Whenever a patient visits a doctor, there is a lot of coordination between various medical staff and non-medical staff from the time of registration of the patient to the appointment, to procedures performed, to medical bill generation and clearance of the dues either by an insurance provider or the patient. One of the significant aspects that aid in the smooth workflow of a healthcare provider is medical coding.
What is medical coding?
Medical coding is one of the most crucial jobs in a healthcare facility transforming the critical information related to healthcare diagnosis, procedures performed, medical services provided and equipment used in providing healthcare services into universally accepted alphanumeric codes. These alphanumeric codes are vital in preparing and processing a medical claim. Every patient visit entails an enormous amount of data that can’t be included in detail for preparing bills and getting reimbursements from the insurance providers. But, insurance providers will need all the information to verify the accuracy and authenticity of the medical bill. To ease the process of transferring all the data accurately medical codes are used that are universally acceptable and allow uniform documentation among various medical facilities. Also, the codes assigned by the medical coders, aid in analyzing the prevalence of various ailments and the effectiveness of treatments being offered.

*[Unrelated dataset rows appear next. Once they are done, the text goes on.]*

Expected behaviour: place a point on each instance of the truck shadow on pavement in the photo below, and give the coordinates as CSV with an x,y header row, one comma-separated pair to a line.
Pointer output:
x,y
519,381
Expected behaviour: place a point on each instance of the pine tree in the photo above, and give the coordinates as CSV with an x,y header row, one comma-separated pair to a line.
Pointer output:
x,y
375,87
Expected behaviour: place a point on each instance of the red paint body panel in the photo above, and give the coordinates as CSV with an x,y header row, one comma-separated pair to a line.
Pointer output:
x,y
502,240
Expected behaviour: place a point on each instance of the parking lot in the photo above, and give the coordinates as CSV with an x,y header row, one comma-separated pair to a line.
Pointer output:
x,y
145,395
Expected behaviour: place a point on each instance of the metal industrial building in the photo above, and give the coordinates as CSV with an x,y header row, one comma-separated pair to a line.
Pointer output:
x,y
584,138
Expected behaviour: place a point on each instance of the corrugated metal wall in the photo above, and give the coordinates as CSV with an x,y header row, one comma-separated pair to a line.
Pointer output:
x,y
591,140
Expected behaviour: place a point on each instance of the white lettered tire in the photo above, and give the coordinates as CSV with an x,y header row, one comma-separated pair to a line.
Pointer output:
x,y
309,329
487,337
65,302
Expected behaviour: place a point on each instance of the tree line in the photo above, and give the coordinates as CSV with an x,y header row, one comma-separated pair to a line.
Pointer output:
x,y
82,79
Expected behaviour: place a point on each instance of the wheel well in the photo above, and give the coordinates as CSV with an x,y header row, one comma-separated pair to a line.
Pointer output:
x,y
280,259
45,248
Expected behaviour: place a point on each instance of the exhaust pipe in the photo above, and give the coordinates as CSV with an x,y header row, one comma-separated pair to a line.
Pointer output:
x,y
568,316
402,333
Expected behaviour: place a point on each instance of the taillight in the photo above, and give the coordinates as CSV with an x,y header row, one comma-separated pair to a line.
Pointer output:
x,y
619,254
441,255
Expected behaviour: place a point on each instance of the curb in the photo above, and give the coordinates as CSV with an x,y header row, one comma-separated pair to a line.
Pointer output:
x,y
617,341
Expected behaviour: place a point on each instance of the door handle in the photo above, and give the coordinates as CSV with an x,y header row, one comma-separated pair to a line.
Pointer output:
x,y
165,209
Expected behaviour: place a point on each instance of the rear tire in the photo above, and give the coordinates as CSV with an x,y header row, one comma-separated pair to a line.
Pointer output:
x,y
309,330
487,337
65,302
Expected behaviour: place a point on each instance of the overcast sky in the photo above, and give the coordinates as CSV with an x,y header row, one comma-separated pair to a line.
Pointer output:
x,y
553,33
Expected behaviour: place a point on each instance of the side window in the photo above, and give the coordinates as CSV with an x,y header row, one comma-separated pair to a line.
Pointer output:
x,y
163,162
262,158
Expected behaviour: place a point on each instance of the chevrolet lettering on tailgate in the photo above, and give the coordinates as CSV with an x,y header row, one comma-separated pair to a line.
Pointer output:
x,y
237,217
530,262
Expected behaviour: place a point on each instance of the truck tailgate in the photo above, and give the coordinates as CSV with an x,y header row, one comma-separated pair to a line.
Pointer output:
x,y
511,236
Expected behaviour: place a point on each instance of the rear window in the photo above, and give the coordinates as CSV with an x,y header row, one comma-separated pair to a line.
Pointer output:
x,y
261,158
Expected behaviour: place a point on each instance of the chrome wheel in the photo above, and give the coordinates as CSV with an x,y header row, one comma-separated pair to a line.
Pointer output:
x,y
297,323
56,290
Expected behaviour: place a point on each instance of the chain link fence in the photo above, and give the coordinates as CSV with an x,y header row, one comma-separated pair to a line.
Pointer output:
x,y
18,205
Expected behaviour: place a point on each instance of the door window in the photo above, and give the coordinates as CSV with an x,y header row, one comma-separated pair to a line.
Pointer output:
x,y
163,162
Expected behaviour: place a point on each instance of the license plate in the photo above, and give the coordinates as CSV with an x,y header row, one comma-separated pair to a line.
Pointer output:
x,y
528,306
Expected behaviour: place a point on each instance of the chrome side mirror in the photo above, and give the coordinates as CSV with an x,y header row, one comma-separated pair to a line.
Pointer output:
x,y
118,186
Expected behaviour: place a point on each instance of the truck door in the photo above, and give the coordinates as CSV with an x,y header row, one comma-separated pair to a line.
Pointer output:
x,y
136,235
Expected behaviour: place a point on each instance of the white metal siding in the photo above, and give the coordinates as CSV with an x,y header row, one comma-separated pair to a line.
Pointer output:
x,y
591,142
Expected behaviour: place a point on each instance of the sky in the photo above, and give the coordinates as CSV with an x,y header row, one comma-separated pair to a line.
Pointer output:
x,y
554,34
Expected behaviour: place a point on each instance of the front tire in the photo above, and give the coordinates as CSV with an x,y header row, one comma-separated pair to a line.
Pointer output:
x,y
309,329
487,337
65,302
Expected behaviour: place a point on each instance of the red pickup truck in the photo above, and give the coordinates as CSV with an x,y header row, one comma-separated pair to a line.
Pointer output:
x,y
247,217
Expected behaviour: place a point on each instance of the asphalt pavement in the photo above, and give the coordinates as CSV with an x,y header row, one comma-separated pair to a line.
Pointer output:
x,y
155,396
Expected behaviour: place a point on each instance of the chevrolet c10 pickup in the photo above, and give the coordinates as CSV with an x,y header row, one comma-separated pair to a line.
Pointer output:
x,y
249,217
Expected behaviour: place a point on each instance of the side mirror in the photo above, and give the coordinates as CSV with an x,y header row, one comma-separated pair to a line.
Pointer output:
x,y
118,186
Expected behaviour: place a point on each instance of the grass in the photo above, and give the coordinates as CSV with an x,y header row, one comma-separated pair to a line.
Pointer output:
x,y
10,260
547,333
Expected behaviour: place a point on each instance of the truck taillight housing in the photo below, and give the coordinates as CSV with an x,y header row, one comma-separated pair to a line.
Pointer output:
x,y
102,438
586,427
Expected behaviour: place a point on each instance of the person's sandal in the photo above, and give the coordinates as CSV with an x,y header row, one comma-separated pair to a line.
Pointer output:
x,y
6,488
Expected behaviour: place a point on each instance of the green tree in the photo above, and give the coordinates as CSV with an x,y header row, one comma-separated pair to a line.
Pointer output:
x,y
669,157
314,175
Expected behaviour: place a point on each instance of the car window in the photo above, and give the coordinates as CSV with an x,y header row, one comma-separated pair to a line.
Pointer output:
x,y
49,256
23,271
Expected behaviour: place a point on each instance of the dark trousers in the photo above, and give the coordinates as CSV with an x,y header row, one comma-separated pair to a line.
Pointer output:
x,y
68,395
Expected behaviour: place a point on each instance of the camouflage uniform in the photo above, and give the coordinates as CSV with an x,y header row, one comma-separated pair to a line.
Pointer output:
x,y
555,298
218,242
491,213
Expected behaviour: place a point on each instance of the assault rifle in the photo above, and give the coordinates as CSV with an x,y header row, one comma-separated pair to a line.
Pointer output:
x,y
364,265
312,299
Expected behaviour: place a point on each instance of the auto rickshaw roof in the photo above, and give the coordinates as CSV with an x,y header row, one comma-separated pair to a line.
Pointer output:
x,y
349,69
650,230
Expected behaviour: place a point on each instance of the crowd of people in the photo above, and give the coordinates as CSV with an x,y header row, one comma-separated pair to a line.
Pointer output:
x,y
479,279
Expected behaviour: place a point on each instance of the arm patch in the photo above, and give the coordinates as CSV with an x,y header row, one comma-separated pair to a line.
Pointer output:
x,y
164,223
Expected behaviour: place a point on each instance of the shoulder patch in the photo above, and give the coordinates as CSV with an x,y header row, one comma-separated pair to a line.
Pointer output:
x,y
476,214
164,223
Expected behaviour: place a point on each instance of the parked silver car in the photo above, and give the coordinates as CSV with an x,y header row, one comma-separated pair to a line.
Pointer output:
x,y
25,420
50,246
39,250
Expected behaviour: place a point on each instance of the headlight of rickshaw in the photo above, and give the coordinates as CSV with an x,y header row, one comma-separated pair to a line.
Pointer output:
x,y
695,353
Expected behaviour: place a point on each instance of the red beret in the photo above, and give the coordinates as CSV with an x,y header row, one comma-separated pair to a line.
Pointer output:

Medical coding jobs involve reviewing medical records including reports from doctors regarding diagnosis, prescription, procedures performed and the equipment used for treatment, etc. The people involved with the coding profession and working in medical coding companies should be well-versed with three sets of medical codes that are regularly used in assigning codes to various processes and procedures performed.
International Classification of Diseases (ICD) Codes: This code set is related to the diagnosis of a patient’s ailment and describes the causes of injury, health, and death. Established by the World Health Organization, the ICD codes are updated periodically and a number is used after ICD which represents the revision of the code set that is in use. For example, ICD -10 code set is being used now which means it is the tenth revision of the code set. The ICD codes are useful in representing a patient’s condition and the doctor’s diagnosis which play a critical role in determining the medical necessity in the billing and medical claim processes.
Current Procedure Terminology (CPT) codes: This code set is used to document a wide range of medical procedures performed by a doctor in his/her office. Published and maintained by the American Medical Association, these codes are updated on an annual basis. These are five-digit codes divided into three categories. Further two-digit numeric or alpha-numeric codes can be added at the end of the first-category codes to provide finer details.
Healthcare Common Procedure Coding System (HCPCS) codes: These codes are based on the CPT codes and are developed by the Center for Medicare and Medicaid Studies (CMS). The HCPCS codes are mainly related to the services, procedures, and equipment that are not covered by the CPT codes and are divided into two levels.
The onus is on the people in medical coding jobs and medical coding companies to ensure that all the details of a patient visit are assigned accurate codes to enable error-free medical bills and claims.